The Investment World

Make an educated leap

Investing must be understood as having risks, as unless you are investing in government bonds, there can no absolute guarantee of any return or capital growth, and even that statement must be tempered by the concerns over the bonds of some European Union countries.

When an investment is made the investor will be seeking one of three objectives:

  • An income from the investment.
  • Growth on the capital investment.
  • A combination of both income and capital growth.

Whichever of the preceding is the objective, the risk will need to be minimised whilst striving to achieve the required growth.

 

What to look for when investing.

When investing there are a number of issues, which need to be considered amongst those, being:

  • What return on my investment do I wish to see? Is it the minimum that I can realize? What is the historical record of the investment?
  • How important is capital growth? What is the record of capital growth of the investment, or is the growth speculative as in the AIM market?
  • As investing outside of banks and governments is a greater risk, can I afford to lose part or all of my investment? How should I look at my investment portfolio to spread the risks but maximise the returns on both income and capital growth?
  • Do I wish to ensure that I am investing in ethical or environmentally sound companies and, if so, will I possibly forgo a percentage of my planned income or growth to maintain my standards?
  • What is the industry or service that I am investing in and what is the track record of that industry and the perceived future? Banks are an example of shares, which following the financial crisis fell sharply, but as profits are recovering are now rebuilding their share price.
  • When investing it is necessary to consider the length of the desired investment. Some shares will be predicted to have a good growth plan over a 5-year period. Can you afford to invest for that period?

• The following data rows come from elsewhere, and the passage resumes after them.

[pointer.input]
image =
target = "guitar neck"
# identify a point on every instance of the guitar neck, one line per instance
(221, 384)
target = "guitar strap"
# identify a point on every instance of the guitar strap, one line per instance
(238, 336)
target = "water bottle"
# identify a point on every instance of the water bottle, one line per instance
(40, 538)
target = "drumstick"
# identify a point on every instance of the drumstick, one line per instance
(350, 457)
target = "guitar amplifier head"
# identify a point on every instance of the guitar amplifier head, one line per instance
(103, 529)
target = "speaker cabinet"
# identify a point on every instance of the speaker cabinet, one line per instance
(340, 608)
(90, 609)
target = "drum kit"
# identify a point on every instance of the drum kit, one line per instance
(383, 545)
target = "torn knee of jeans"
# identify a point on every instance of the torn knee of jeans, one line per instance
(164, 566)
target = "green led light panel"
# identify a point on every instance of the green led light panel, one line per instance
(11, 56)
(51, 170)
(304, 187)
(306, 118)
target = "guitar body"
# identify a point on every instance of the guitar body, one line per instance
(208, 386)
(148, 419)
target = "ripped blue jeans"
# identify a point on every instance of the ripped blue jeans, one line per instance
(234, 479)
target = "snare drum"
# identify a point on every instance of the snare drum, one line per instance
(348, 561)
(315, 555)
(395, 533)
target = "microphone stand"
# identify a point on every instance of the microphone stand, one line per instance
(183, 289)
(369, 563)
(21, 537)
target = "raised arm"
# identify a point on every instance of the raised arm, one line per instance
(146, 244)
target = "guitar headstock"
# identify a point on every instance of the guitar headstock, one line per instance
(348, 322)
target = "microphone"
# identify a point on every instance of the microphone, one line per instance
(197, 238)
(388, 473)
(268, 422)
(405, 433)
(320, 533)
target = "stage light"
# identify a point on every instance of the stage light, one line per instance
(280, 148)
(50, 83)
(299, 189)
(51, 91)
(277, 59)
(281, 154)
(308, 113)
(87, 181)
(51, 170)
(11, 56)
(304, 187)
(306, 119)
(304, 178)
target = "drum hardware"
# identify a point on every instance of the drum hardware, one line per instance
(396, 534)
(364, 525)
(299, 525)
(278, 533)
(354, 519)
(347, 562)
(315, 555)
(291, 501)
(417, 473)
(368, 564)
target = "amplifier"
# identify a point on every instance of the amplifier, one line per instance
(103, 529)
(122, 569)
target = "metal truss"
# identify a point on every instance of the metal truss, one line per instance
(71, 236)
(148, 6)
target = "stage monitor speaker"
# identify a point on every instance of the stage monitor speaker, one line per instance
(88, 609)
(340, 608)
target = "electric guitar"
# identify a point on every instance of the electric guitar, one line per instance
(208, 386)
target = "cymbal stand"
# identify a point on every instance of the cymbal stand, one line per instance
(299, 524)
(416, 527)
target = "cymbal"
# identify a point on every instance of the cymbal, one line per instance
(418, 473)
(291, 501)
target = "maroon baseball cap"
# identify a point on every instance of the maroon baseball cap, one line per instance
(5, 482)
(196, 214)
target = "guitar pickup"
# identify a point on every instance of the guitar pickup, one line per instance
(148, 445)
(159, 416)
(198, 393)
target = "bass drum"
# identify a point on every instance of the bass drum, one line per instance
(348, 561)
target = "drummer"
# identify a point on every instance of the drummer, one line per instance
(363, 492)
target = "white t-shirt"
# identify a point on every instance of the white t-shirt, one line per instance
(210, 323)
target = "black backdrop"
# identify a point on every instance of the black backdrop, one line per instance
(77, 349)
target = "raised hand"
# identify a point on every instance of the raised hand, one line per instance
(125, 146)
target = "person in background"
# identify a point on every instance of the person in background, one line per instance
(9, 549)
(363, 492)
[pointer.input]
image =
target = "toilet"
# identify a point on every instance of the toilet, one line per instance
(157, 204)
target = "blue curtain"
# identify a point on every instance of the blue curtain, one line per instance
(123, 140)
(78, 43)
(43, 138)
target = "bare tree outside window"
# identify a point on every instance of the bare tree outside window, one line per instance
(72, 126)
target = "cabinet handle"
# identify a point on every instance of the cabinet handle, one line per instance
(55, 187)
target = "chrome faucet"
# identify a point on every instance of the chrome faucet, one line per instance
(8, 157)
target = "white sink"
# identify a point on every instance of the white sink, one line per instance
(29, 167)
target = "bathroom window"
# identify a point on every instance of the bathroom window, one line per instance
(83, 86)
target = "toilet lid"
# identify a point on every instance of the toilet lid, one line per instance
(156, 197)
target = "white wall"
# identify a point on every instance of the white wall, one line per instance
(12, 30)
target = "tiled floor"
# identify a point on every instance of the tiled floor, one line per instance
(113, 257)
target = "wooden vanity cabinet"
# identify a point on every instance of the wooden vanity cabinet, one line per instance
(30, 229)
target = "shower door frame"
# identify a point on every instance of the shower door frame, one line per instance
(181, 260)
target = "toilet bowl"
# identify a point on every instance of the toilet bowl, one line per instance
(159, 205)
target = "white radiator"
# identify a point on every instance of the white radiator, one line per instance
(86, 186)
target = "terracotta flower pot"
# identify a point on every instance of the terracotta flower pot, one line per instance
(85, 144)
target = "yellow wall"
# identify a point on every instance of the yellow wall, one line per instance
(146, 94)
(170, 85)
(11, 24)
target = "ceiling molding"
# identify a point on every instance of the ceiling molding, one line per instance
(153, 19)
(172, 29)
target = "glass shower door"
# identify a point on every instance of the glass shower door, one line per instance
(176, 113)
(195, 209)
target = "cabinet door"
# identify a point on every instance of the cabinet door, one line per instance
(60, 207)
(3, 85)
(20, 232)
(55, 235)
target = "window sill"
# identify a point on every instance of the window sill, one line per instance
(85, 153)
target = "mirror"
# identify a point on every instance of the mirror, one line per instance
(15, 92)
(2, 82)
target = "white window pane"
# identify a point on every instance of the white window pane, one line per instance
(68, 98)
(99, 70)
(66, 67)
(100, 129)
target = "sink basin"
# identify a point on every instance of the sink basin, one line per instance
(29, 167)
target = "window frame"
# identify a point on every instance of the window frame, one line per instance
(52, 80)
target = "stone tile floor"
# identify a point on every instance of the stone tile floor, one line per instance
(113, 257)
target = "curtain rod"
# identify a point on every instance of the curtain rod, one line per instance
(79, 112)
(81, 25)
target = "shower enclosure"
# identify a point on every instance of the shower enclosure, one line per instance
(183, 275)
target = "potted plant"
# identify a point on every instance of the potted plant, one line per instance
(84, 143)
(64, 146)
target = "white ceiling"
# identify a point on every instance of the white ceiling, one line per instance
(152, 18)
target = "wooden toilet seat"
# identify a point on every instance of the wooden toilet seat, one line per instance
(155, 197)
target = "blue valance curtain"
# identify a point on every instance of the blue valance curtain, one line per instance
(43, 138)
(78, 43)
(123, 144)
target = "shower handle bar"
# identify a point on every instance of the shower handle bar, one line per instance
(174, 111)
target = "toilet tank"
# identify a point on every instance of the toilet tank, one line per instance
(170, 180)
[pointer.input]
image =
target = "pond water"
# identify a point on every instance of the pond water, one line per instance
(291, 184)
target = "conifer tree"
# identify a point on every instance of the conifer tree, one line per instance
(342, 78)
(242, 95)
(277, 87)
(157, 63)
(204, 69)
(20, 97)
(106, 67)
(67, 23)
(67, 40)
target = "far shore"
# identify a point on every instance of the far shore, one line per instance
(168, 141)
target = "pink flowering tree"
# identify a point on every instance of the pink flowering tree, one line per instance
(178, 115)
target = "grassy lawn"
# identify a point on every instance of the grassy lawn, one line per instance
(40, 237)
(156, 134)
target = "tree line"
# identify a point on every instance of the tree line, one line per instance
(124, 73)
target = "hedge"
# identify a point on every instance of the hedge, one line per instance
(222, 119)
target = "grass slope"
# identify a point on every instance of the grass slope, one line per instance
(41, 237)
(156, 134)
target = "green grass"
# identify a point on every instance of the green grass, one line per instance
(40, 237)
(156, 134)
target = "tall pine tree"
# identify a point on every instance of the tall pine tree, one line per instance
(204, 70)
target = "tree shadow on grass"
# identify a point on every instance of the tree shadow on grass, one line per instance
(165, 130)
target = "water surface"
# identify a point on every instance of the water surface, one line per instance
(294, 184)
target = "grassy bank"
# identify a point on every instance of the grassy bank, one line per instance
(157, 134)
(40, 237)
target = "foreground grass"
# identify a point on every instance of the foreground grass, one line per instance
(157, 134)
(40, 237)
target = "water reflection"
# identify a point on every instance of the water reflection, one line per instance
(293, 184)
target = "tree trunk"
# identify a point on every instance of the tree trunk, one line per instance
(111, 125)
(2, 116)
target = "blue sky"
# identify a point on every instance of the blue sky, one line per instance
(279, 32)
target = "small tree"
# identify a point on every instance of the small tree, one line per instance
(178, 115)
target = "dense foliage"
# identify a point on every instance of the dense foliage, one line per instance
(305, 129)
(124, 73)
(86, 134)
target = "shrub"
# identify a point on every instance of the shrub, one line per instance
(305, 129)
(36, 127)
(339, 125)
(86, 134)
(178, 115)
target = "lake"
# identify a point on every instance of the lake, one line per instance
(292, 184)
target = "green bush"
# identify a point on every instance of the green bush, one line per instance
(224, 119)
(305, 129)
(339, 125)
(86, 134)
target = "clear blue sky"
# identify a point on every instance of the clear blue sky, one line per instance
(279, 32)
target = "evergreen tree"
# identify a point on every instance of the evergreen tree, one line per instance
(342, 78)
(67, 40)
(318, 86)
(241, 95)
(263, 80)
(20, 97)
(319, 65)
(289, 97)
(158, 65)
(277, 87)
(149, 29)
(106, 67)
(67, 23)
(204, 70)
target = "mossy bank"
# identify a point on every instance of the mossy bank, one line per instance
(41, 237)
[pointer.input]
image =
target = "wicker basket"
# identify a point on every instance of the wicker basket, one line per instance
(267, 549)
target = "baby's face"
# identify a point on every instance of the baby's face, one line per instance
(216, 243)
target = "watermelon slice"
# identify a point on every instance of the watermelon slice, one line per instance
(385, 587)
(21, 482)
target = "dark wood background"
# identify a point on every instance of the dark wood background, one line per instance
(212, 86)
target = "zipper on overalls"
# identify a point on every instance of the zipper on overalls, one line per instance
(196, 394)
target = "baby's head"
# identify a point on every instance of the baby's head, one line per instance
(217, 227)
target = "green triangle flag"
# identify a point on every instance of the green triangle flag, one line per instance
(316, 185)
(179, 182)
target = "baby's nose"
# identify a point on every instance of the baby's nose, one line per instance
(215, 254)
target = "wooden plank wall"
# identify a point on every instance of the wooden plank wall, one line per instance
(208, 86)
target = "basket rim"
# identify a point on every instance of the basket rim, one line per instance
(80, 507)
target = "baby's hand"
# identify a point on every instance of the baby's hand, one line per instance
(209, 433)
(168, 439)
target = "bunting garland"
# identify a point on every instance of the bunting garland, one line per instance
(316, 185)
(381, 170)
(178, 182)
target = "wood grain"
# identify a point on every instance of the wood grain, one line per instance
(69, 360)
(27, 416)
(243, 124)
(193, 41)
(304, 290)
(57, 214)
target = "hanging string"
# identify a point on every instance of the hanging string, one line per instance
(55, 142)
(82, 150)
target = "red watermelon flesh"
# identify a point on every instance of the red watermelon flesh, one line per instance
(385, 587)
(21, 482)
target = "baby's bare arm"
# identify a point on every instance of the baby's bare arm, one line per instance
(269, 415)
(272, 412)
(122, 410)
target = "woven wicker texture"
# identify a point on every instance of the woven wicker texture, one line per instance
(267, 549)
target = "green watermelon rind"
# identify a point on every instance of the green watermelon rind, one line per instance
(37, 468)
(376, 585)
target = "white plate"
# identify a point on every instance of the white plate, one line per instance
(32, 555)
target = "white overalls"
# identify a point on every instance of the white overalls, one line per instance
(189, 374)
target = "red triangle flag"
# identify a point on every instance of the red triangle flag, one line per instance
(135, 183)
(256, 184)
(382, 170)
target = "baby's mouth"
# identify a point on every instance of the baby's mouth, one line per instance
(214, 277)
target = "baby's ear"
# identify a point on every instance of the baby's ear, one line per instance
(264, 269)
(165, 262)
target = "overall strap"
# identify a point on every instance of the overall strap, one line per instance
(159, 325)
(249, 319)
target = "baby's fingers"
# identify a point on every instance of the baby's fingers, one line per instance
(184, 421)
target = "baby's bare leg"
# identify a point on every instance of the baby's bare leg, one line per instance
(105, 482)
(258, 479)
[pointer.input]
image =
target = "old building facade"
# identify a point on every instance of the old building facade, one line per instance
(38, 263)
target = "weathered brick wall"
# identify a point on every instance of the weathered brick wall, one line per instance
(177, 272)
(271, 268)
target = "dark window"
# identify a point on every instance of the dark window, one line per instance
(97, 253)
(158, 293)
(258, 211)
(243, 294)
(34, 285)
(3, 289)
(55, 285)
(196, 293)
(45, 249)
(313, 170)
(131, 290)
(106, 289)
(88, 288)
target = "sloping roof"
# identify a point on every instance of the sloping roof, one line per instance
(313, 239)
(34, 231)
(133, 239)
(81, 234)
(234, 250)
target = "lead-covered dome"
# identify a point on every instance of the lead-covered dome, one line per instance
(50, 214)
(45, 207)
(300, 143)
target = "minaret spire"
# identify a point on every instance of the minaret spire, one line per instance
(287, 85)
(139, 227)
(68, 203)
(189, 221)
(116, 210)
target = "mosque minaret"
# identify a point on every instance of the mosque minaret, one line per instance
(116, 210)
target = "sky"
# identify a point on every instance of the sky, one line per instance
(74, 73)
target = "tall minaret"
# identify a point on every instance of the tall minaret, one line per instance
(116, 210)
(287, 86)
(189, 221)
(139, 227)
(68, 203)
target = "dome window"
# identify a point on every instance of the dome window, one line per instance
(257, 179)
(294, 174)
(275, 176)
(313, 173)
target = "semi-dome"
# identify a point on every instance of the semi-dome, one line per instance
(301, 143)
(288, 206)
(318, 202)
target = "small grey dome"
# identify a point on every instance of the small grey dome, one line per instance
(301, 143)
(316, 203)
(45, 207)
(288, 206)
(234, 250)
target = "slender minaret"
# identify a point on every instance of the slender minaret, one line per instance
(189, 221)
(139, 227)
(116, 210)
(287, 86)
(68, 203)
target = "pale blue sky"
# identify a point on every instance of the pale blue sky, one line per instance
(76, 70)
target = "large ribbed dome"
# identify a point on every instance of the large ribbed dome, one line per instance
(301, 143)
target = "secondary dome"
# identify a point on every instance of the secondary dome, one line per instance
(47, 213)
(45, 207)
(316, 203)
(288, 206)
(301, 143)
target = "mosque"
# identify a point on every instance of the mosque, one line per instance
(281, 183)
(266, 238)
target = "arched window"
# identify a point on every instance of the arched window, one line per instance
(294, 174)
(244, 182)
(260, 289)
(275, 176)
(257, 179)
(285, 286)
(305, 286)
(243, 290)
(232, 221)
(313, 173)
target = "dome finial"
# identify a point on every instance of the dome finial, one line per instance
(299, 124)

One should look carefully at the Annual Report and the Investment Analysts’ reports to be able to assess the strength of shares, bonds and debentures.
  • When looking at investments always consider that you may need to realize the investment earlier than you intend, so what will the costs be on early surrender?

 

These are prime areas of concern that should be considered when building an investment portfolio, but are not all the areas of concern as each area has its own individualities that should be factored into your decision-making.

 

What to avoid when investing.

  • As previously indicated an imbalanced portfolio will create issues. A good portfolio will allow for capital growth, income, various periods of investments and also elements of defined risk. Placing all investments in say shares is unwise, as if the market collapses then a vast percentage of the capital value will be lost, thus this should be balanced by investments in deposit accounts and government backed bonds.
  • If you cannot afford to risk your investment then do not invest in shares.
  • Do not invest in high capital growth shares if you wish to receive high income.
  • Be aware of investments that have high release costs.
  • If the shares are in unfamiliar companies such as those quoted on the AIM market then seek professional advice, as these shares will have no income but be based on future potential. This may be too high a risk if you cannot include that into a balanced portfolio.

 

Tips and Hints

Investing is not as some people would describe it a “minefield”, but it does require a studious approach, and a solid understanding of the type of investments you may make. In this brief paper there is not room to discuss specifically the more “exotic” investments, so the tips and hints are focused on the more standard investment, but with all investments the most important tip is that “the greater the claim made in respect of the investment” the higher the perceived risk and the more careful you should be. Professional advisors are the experts in investments and will be regulated by their independent bodies as well as the FSA and Stock Exchange. If you receive advice from an unregulated person there will be no comeback. 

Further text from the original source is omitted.